В те самые-самые, лихие девяностые, половина «переустройщиков» поубивали друг друга при дележе награбленного, несмотря на многолетнее совместное, даже счастливое членство в родной и горячо любимой коммунистической партии. Свои действия, много позже, они нагло оправдывали и доказывали, что во всём этом беспределе, опять же виноват он – иуда «меченый». Ну, а дальше… объявился пьянчуга мамонт – Бориска, куда не встанет – затопчет, куда не повернется – завалит. Он осчастливил свободой и благами всех, кто был близко, рядом с ним, только не тех, что всё ещё пели по праздникам:
И как-то так получилось, даже не постепенно, очень быстро: которые руководили – они обняли Родину изо всех своих сил, точно с южных гор до северных морей, а которые всё еще пели об этом – все оказались на окраинах. Обнимать было уже нечего. Хоть и говорят в народе, что нельзя объять необъятное – оказывается можно!
И оказался на окраинах – тот самый, простой советский народ, про который в этом суматошном объятии все забыли. Но, как и положено на Руси, народ был сам в этом виноват. Не нашлось в тот момент у Родины – Ивана Сусанина, ни Минина и Пожарского, ни даже, прости господи, отчаянного Александра Матросова.
После не очень долгой, но очень бесполезной перестройки, и длительной, но страшно жестокой перестрелки, последний заведующий отделением, бывший член загнувшегося на век райкома КПСС, переехал в райцентр тремя рейсами, на пяти или шести тяжелых камазах. Он назвал себя «новым русским», и стал жить в трёхэтажной вилле своей тёщи, которая всю жизнь проработала дояркой, и только от зятя узнала, что имеет полное право так жить – чтоб зятья всех доярок у нас так жили. Напоследок – не из жадности даже, а скорее на память, непонятно только зачем, он прихватил из своего кабинета единственную надежную связь с райцентром – армейскую радиостанцию.
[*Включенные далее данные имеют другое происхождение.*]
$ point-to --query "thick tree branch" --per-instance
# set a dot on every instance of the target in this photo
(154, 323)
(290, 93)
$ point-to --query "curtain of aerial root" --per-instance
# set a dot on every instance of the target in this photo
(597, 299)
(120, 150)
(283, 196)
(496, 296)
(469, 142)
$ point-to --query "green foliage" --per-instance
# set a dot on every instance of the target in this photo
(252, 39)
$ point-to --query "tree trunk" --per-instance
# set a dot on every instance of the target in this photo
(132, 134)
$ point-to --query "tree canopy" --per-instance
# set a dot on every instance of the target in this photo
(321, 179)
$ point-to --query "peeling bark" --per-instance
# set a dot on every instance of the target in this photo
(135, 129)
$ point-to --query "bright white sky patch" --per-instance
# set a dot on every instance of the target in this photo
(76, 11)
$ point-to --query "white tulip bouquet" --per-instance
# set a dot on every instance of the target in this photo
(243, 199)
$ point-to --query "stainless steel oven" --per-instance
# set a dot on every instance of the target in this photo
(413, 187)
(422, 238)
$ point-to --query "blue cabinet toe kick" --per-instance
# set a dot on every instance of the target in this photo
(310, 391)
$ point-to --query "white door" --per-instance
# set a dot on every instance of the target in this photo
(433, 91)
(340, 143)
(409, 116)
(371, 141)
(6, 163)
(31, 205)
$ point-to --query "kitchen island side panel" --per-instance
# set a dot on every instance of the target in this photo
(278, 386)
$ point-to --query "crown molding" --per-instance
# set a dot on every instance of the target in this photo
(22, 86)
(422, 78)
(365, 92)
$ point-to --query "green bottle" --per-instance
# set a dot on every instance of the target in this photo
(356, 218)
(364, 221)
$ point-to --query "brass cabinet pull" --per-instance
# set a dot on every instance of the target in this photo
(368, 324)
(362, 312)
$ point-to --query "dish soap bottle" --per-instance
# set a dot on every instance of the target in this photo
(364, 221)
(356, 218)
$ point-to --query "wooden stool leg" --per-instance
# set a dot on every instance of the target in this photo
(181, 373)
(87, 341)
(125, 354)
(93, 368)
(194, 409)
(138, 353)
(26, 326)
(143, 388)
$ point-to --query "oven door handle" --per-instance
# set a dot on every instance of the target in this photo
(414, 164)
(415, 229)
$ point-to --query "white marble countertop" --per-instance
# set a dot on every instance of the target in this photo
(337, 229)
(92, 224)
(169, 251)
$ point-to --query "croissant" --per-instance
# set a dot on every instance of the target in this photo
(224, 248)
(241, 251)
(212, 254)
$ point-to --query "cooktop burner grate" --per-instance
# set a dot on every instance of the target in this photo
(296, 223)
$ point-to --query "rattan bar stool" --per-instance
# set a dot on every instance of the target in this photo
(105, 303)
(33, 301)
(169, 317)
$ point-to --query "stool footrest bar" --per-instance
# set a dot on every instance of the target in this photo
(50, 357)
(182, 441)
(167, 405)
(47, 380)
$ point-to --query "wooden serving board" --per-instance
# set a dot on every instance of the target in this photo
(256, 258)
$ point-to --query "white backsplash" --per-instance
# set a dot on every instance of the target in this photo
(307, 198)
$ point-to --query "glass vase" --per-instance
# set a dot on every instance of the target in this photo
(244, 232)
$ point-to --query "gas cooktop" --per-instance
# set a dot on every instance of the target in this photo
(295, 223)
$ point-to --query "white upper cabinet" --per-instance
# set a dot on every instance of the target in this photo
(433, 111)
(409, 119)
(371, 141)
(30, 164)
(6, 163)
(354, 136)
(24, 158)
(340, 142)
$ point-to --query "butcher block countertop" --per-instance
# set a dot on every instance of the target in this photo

Такая мода была сложилась после войны, держать связь по рации, вроде как – всегда по-боевому.
Скоро в поселке погасли навсегда все лампочки Ильича, а больше шестидесяти километров чисто «люменевых», кручёных электрических проводов, вместе с добрыми деревянными столбами – как испарились. В этот завершающий исторический этап загнивания Зари коммунизма, в народе такое называлось просто и верно – скоммуниздить! От добротной линии электропередач остались лишь памятные вешки – разбитые бетонные опоры. Половина семей, спасая себя и детей, уехали кто куда, где их никто не ждал, а другая половина вернулась к товарно-сырьевым отношениям. Молодые разъехались по стране – искать новое счастье, здоровые семейные мужики подались на заработки. Двое 90-то летних стариков начали вспоминать прошлое, рассказывали, как хорошо они жили при царе, а которые чуть помладше, заговорили с ностальгией о шестидесятых и даже семидесятых годах советской власти, когда жили одинаково, без достатка, зато никому не было обидно. Об этом вспоминали все простые люди, которые остались наедине со своими больными вопросами без ответов, но… все считали, что они по-прежнему живут в самом известном отделении «Зари коммунизма». В районный центр ездили на тракторе «Беларусь», что сохранился каким-то чудом, один-два раза в месяц. Это шесть часов в одну сторону, по новым колдоёбинам, поскольку старую дорогу давно превратили в направление, паводки, дожди, морозы и жаркое степное солнце с ветром.